As quantum-safe protocols begin to enter production environments, they are layered onto existing key management architectures that were built for classical cryptography and incremental change. What emerges is a broadly shared condition across industries: mixed cryptographic stacks, partial adoption, and key systems that were never designed to operate cohesively across this divide. In this environment, the absence of coordination rather than the presence of new algorithms becomes the primary risk, making the streamlining of internal key systems and early alignment with external partners a structural requirement rather than a forward-looking optimization.

Strengthening quantum data readiness begins with a clear view of what needs protection. Enterprises can first classify sensitive data, flagging those with extended confidentiality lifespans, and charting where encryption protocols are currently enforced. From there, assessing cryptographic agility becomes essential as all systems must be flexible enough to accommodate algorithm upgrades without requiring full-scale redesigns.

That framing addresses the technical foundation. But it is only part of the equation.

Sustaining momentum through the cryptographic transition period also depends on people.  With only one to three qualified candidates per open role and nearly two-thirds of positions requiring a bachelor’s degree or less, businesses have a clear opportunity to build capability from within (McKinsey, 2025). Most employees, however, remain unaware of how quantum intersects with their domain, whether in cybersecurity, data architecture, or advanced simulation. Without deliberate education and role-specific translation, even well-designed quantum-ready systems risk stalling at the point of use.

This awareness gap can be closed through targeted, practical learning. Internal briefings, hands-on workshops with academic partners, and short-form executive learning programs can quickly build fluency across departments. Organizations like the World Economic Forum’s Quantum Economy Network offer models for collaborative learning and applied training that link technology trends to strategic outcomes. The most effective firms develop a disciplined feedback loop via pairing real-world experimentation with external observation.

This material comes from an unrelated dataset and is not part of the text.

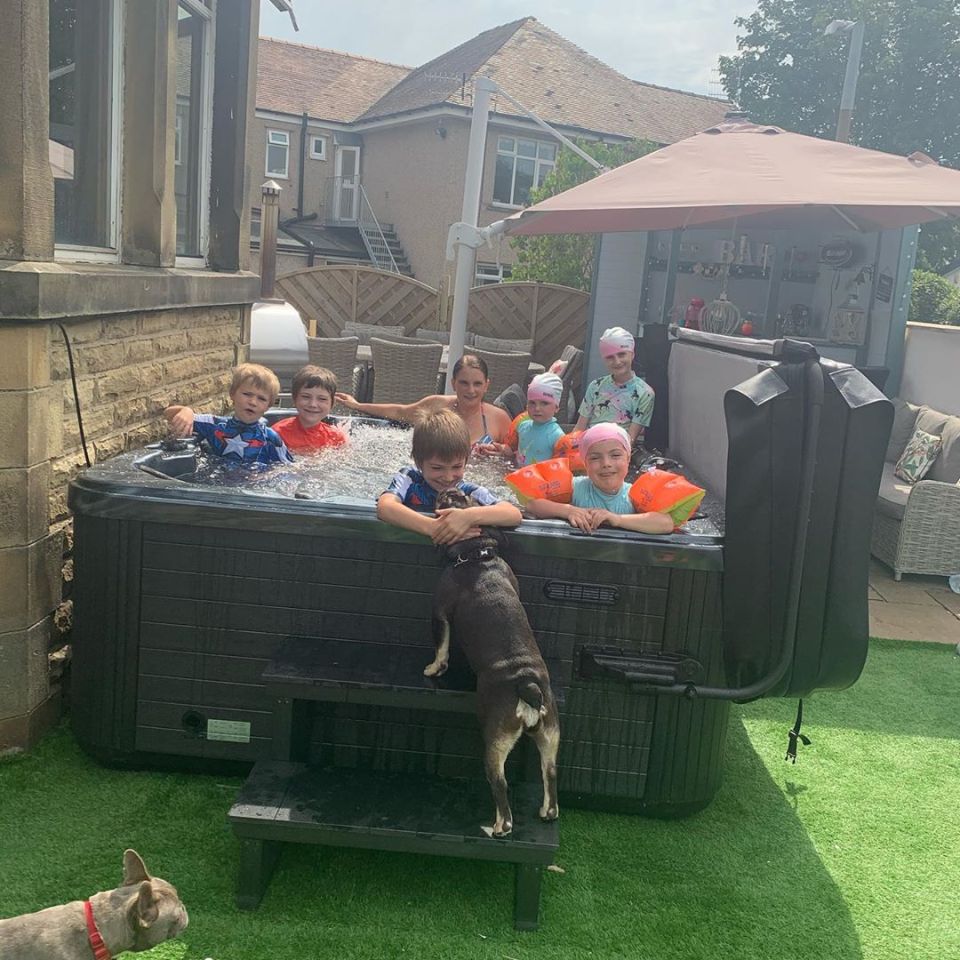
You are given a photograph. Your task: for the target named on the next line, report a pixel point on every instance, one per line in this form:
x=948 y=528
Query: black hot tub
x=184 y=593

Companies can also gain early traction by partnering with academic institutions, joining R&D efforts, and embedding in innovation hubs. In the Southeast, Duke University’s Quantum Center and Georgia Tech’s role in the IBM Q Hub offer industry partners access to advanced systems and applied research, accelerating software and use-case development (Duke Quantum, GTRI).

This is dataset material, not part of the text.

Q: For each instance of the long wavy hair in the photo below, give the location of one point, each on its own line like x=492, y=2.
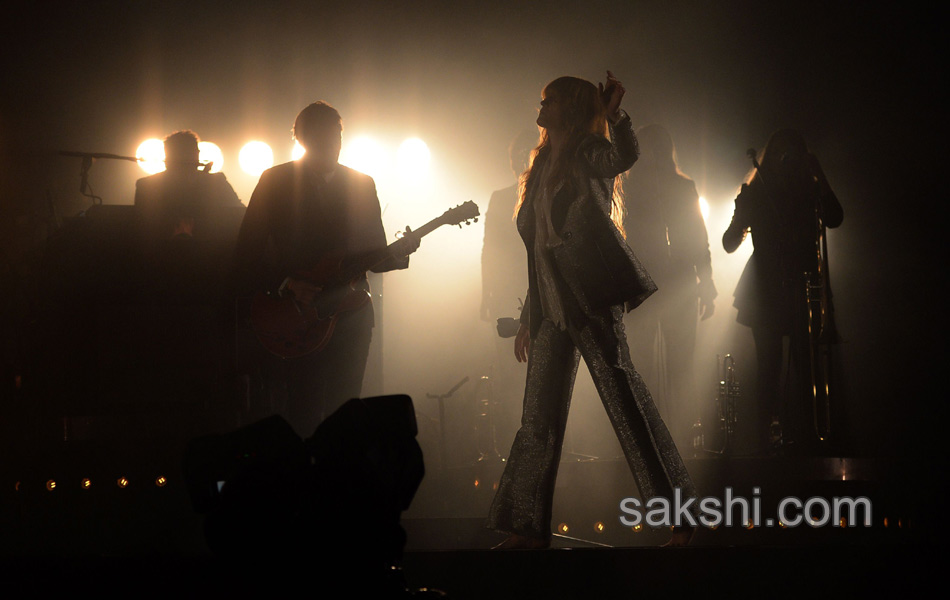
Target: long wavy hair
x=584, y=114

South Carolina is beginning to build on these models through new initiatives at its leading research institutions, designed to advance applied quantum research, train local talent, and prepare industries and communities for the next phase of technological change. In recent years, SC Quantum laid a foundation by convening universities, industry, and government to push quantum work beyond the lab and into real economic use. SC Quantum fulfilled its mission, and the state now sits at the center of a network of organizations across the Carolinas, spanning advanced manufacturing, logistics, chemicals, pharmaceuticals, defense, and finance. If uptake follows projected paths, a report completed by Dr. Joseph Von Nessen from the USC Darla Moore School of Business (Von Nessen, 2025), estimates a 5.7% productivity lift, translating into $8.5 billion in new annual output and nearly 20,000 jobs statewide as quantum technologies move from experimentation to deployment.

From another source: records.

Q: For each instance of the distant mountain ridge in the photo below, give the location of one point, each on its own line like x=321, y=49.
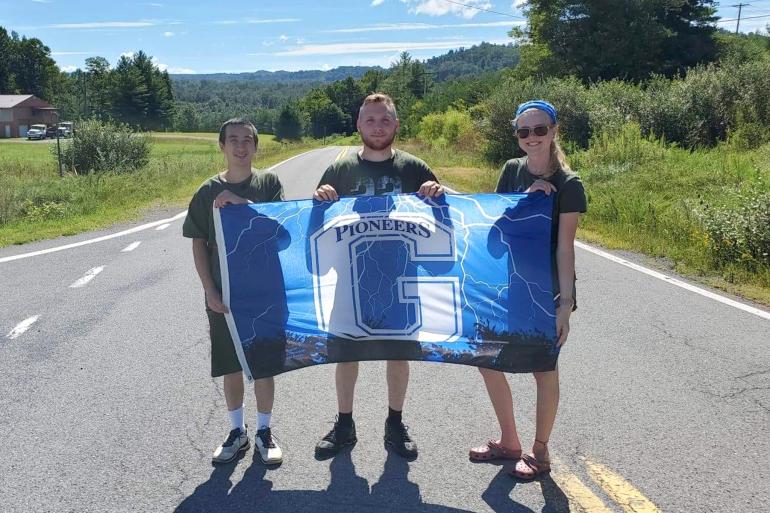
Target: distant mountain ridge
x=285, y=77
x=454, y=64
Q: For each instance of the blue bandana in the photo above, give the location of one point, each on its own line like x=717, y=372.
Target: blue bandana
x=539, y=105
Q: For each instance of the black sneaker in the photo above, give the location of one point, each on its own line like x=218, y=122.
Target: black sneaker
x=237, y=442
x=397, y=438
x=336, y=439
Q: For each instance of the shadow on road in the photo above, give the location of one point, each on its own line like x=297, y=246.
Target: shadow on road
x=347, y=492
x=498, y=495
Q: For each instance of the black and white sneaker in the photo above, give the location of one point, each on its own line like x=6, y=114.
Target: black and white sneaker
x=336, y=439
x=267, y=446
x=235, y=443
x=397, y=438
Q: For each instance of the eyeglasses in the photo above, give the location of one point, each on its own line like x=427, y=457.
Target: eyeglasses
x=539, y=130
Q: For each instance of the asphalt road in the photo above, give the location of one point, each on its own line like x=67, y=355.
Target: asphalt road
x=108, y=407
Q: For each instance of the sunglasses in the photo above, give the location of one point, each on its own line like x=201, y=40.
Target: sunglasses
x=539, y=130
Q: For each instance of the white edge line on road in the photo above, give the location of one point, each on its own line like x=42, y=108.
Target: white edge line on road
x=22, y=327
x=124, y=232
x=674, y=281
x=90, y=274
x=131, y=247
x=92, y=241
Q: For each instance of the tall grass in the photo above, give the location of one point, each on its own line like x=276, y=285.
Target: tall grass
x=36, y=204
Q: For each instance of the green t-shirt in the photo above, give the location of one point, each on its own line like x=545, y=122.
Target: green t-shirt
x=260, y=187
x=354, y=176
x=570, y=195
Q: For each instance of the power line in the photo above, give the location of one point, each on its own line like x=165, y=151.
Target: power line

Quantum readiness comes down to timing and fit. The most effective strategies assess where quantum capabilities enhance current systems (optimizing processes, strengthening security, accelerating simulation) without assuming wholesale transformation. Thoughtful planning creates space for experimentation, internal capacity building, and cross-functional engagement. This approach positions companies to adopt with intent, respond to shifts confidently, and lead when the opportunity becomes actionable.